Though she had never seen one before she actually went looking for them, Margaretta had substantial knowledge about these flies. Hessian flies had devastated American wheat fields to varying degrees from the 1780s onward, flitting around the leaves, laying eggs that matured into ravenous larvae. Seemingly fragile and resembling mosquitos, these tiny flies could wreak havoc on a devastating scale.
Margaretta’s tutor, Thomas Say, had observed and described the fly’s life cycle in the very same fields that she was exploring. Say published his findings in the first volume of the Journal of the Academy of Natural Sciences in 1817, with illustrations by Charles Alexandre Lesueur, back when Margaretta and her sister were still students of theirs.
In her library, Margaretta reread Say’s description of the Hessian fly.
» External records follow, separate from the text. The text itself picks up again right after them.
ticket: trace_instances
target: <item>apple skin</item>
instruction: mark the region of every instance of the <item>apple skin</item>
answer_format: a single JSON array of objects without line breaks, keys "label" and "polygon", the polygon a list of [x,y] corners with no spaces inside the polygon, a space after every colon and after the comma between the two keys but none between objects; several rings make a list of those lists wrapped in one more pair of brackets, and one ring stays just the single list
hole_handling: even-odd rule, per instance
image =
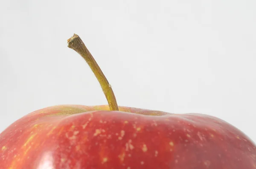
[{"label": "apple skin", "polygon": [[256,169],[255,144],[219,118],[65,105],[23,117],[0,134],[0,168]]}]

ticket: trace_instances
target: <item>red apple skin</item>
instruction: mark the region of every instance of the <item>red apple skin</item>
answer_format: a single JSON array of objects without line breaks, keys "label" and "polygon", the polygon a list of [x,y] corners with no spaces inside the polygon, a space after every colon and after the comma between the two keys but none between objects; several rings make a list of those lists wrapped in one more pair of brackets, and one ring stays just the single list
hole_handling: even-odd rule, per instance
[{"label": "red apple skin", "polygon": [[0,168],[256,169],[254,143],[219,118],[119,107],[61,105],[24,116],[0,134]]}]

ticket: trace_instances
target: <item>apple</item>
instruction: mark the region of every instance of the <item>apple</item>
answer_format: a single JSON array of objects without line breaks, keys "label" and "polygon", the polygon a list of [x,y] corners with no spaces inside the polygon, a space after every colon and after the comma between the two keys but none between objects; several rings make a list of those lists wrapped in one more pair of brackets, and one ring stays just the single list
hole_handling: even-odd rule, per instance
[{"label": "apple", "polygon": [[68,43],[108,105],[49,107],[17,120],[0,134],[0,169],[256,169],[255,143],[219,118],[118,106],[80,37]]}]

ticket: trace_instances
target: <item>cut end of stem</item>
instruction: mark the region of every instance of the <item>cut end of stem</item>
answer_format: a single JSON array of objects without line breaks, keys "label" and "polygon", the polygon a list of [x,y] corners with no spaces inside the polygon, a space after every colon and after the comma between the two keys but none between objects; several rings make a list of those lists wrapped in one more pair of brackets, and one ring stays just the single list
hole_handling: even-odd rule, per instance
[{"label": "cut end of stem", "polygon": [[106,96],[109,109],[111,110],[118,111],[118,106],[111,86],[81,39],[78,35],[74,34],[72,37],[67,39],[67,46],[78,53],[85,60],[94,73]]}]

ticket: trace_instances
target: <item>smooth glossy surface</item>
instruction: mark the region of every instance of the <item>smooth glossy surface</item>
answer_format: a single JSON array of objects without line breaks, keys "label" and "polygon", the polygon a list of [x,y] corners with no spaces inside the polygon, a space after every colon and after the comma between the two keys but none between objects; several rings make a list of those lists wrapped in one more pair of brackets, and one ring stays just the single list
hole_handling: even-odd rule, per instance
[{"label": "smooth glossy surface", "polygon": [[0,168],[256,169],[254,144],[218,118],[119,109],[63,105],[33,112],[0,134]]}]

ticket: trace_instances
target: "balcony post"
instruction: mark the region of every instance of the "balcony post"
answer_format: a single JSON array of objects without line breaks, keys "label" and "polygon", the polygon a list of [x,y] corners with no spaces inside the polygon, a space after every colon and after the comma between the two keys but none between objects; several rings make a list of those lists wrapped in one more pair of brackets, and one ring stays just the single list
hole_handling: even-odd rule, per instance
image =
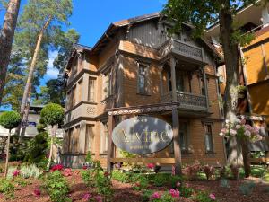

He wrote the kind of clipped descriptions typical of entomological studies of that period. It was Say’s vague description of the fly’s behavior, though, that gave her pause.
He had begun his explanation of their life cycle with a statement that seemed to lack confidence: “The history of the changes of this insect is probably briefly this — .” That phrase — “is probably briefly” — suggested that Say had made assumptions based on a limited study. He went on to describe how the female fly deposited the eggs “between the vagina of the inner leaf and the culm nearest to the root of the plant.” And there, Margaretta noted a discrepancy. The flies she observed laid their eggs in the head of the wheat, amid the seeds — not in the groove between the leaf and the stem.
Perhaps Thomas Say had been mistaken. Or else this was not the same fly. By avoiding specifics, he had “left room for these doubts.” However, Say had died a premature death less than two years earlier, and his old friends had celebrated him as the founder of American entomology and zoology ever since. He was practically a scientific saint. Contradicting him would ruffle more than a few feathers.
As Margaretta peered into her bell jar full of larvae and wheat stalks, she was about to wade into the middle of this tumultuous landscape of active discovery and rampant contradiction. She was neither a farmer, nor a man of science, and she found it difficult to prove to either of those groups that she was qualified to speak as an expert. But that did not hold her back.
She submitted several years’ worth of findings to the American Philosophical Society and the Academy of Natural Sciences, along with specimens that had been published in articles geared toward farmers in agricultural journals. She certainly ruffled feathers along the way, and when she determined that she had discovered a previously unknown and unnamed wheat fly related to the Hessian fly, she was frustrated to find that few believed her.
No matter her training or even her close connections with other naturalists, simply being “Miss Morris” hurt her credibility and made her a target for intense criticism and even mockery. The specimens she painstakingly collected and shared were neglected until they were ruined, and knowledge of the fly she discovered — Cecidomyia culmicola (Morris) — vanished over time.
While Margaretta could have withdrawn because of the disrespect she faced, she instead honed her strategies and stepped more confidently onto the public stage with each subsequent discovery she made. As she put it, “This formidable opposition roused me to renewed exertion.” The pushback she received from critics did not silence her; it fueled her determination.